The “most fabulous super-villain on the internet” is coming to the University of Oregon.
Young Americans for Liberty, the university’s wing of the Libertarian party, is making waves by bringing Milo Yiannopoulos, the controversial tech editor of Breitbart, to speak on Tuesday evening at 7:00 p.m. in Columbia 150.
YAL is no stranger to controversy. ASUO denied funding for a firearm-raffle poker night last year, which resulted in the Foundation for Individual Rights in Education issuing a warning to the university, accusing them of meting out funds based on personal bias.
ASUO approved YAL’s request for $4,500 to sponsor the event. Many senate members disagreed with Yiannopoulos but believed that inviting apposing viewpoints to campus is important.
“It’s important that we are be able to coexist with people we don’t agree with all the time,” senator Nakai Corral said at the April 13 senate meeting. “I’d ask the senate to push the freedom of speech and allow this speaker on campus.”
UO student Michael Lindsay reached out to Yiannopoulos through Twitter, then asked YAL if they would sponsor the event. They accepted.
“A lot of his speaking tour has been sponsored by different YAL chapters,” YAL member Thomas Tullis said. “We don’t actually think there’s anything wrong with controversy, and that actually controversy might be a good thing.”

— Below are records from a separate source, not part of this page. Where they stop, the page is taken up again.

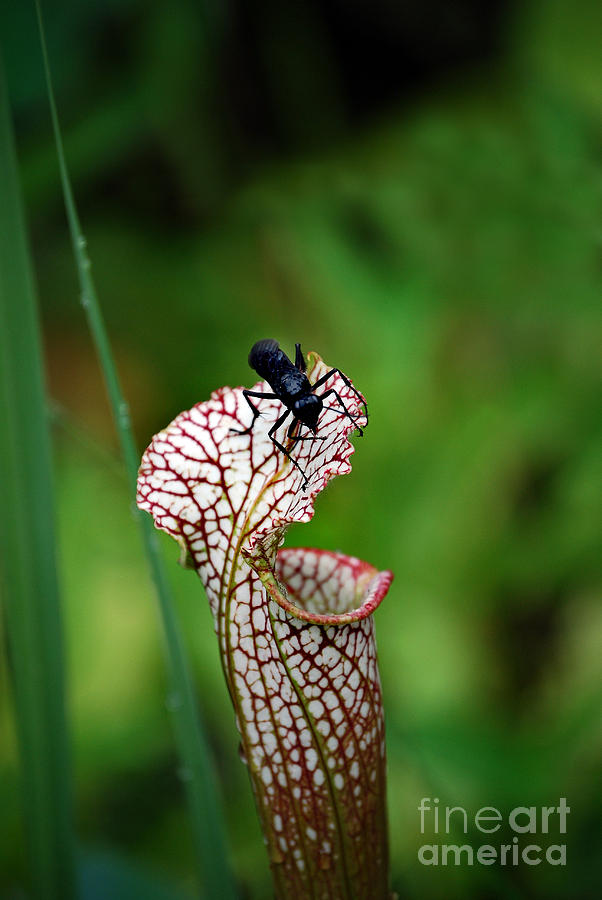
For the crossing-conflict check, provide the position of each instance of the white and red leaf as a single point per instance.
(295, 631)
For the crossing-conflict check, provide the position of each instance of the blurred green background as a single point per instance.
(411, 190)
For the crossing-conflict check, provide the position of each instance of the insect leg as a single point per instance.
(344, 410)
(281, 447)
(299, 359)
(325, 378)
(261, 395)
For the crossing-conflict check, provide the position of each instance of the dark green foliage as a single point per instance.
(446, 258)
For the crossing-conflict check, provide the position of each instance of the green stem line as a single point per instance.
(28, 571)
(198, 775)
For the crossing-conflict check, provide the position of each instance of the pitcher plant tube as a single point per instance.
(294, 626)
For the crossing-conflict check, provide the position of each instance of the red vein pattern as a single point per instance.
(295, 632)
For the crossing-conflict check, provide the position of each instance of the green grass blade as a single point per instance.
(199, 779)
(27, 553)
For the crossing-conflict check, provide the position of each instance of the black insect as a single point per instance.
(291, 386)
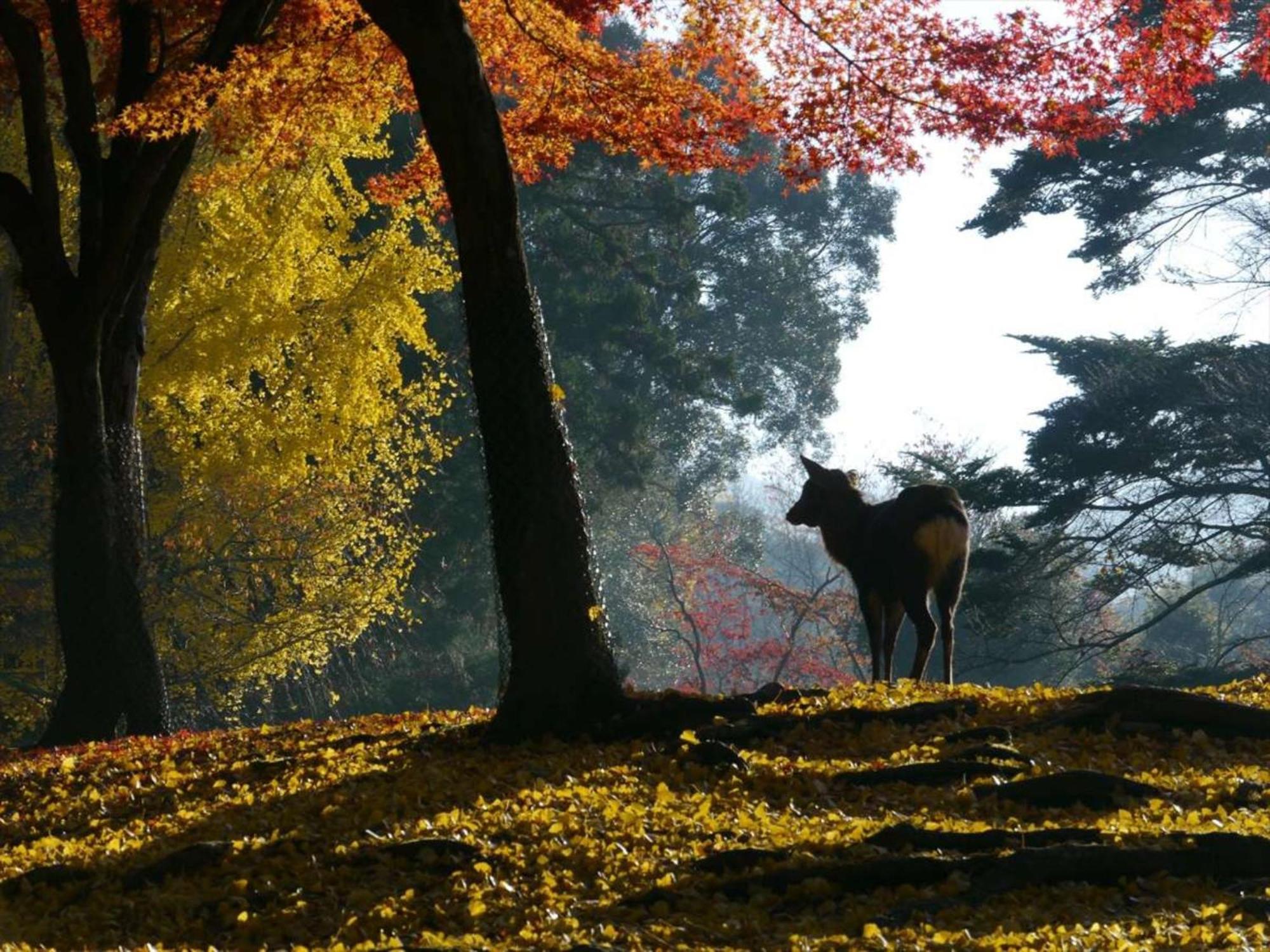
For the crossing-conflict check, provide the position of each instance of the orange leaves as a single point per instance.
(840, 84)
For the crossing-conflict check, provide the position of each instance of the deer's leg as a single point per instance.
(873, 611)
(895, 619)
(948, 593)
(915, 604)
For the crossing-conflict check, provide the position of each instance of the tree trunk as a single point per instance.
(111, 664)
(562, 678)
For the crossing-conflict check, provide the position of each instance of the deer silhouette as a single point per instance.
(897, 553)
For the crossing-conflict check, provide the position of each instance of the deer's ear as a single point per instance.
(816, 473)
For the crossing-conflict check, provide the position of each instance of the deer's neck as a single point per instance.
(844, 531)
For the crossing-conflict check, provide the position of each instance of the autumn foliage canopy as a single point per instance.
(839, 86)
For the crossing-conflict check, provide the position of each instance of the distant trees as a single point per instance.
(699, 322)
(1141, 195)
(277, 492)
(1149, 491)
(721, 619)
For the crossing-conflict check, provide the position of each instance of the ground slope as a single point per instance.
(784, 831)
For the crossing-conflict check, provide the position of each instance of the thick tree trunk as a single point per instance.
(111, 664)
(562, 678)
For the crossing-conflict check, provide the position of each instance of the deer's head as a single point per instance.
(825, 492)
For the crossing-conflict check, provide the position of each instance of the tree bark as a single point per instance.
(92, 319)
(111, 664)
(563, 678)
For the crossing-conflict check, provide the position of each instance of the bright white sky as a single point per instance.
(935, 357)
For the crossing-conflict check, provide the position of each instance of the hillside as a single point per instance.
(385, 832)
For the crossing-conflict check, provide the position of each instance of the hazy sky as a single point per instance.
(935, 356)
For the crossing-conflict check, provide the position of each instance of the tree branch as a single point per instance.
(22, 39)
(81, 122)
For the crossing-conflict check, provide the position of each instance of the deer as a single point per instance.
(897, 553)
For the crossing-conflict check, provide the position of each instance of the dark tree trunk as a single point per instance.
(111, 664)
(562, 678)
(92, 319)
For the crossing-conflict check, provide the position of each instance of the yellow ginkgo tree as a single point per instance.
(284, 439)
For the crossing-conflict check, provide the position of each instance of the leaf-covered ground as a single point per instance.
(406, 831)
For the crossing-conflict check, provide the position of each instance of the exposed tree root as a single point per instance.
(775, 692)
(735, 860)
(1067, 788)
(669, 715)
(996, 733)
(775, 725)
(907, 837)
(925, 774)
(714, 753)
(53, 875)
(1153, 709)
(186, 860)
(427, 851)
(1219, 856)
(994, 752)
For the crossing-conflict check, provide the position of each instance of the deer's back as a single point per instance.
(919, 534)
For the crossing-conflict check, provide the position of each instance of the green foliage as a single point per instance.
(1151, 483)
(697, 319)
(1139, 195)
(693, 321)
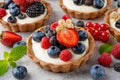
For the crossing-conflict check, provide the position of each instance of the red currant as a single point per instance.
(104, 36)
(53, 26)
(89, 24)
(104, 27)
(96, 26)
(65, 17)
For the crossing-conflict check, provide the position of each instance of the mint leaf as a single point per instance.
(3, 66)
(17, 53)
(13, 64)
(6, 55)
(105, 48)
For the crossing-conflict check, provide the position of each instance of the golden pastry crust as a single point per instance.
(68, 66)
(83, 15)
(113, 32)
(16, 27)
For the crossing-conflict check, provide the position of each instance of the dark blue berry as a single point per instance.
(80, 23)
(37, 36)
(14, 11)
(82, 35)
(78, 2)
(19, 43)
(88, 2)
(117, 24)
(19, 72)
(12, 19)
(21, 16)
(98, 4)
(79, 48)
(117, 67)
(51, 33)
(53, 51)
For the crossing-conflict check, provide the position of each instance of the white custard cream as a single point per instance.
(42, 54)
(27, 19)
(81, 8)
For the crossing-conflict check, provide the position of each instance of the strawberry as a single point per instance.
(68, 37)
(8, 38)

Controversy comes hand over fist with Yiannopoulos, who has established the Yiannopoulos Privilege Grant, a scholarship available exclusively to white men; questioned the validity of “rape culture” on college campuses (see video); and clashed with Twitter executives by claiming that his “verified” status was removed in an attempt to silence conservative voices on the popular social media platform.
Brandon Clements, the Oregon State Chair for YAL, sees the event as somewhat of a challenge to political correctness. “The whole goal is to have something controversial enough to start a conversation afterwards,” he said. “When you are facing such a militant and hard ‘P.C.’ culture, you have to have something almost equally as opposite, outrageous, to even find any middle ground.”
Constructive conversation may be the goal, but a number of challenges stand in the way. Previous events on Yiannopoulos’ speaking tour have either been cancelled outright or met with angry protesters such as students at Rutgers smearing fake blood on their faces or audience members calling him a Nazi at the University of Pittsburgh.
With a history of protests following Yiannopoulos, the UOPD has been made aware of the event, but is not taking any extra precautions.
“Generally, departments or groups are able to pay UOPD to have specific personnel at events,” Kelly McIver, UOPD’s Public Information Officer, said in an e-mail. “To my knowledge, this has not happened for this event … We will just be aware and available if there is an issue that requires intervention. The goal is to have smooth events that further the institution’s goal of a free exchange of ideas in a safe and respectful manner.”
YAL hopes the event will bring some alternative viewpoints to campus. “I don’t agree with Milo on a lot of things,” Tullis said. “But the idea that we have sort of an echo chamber of political correctness on campus–it sort of lends itself to this university censorship, where everyone surrounds themselves with other people who have the same viewpoints.”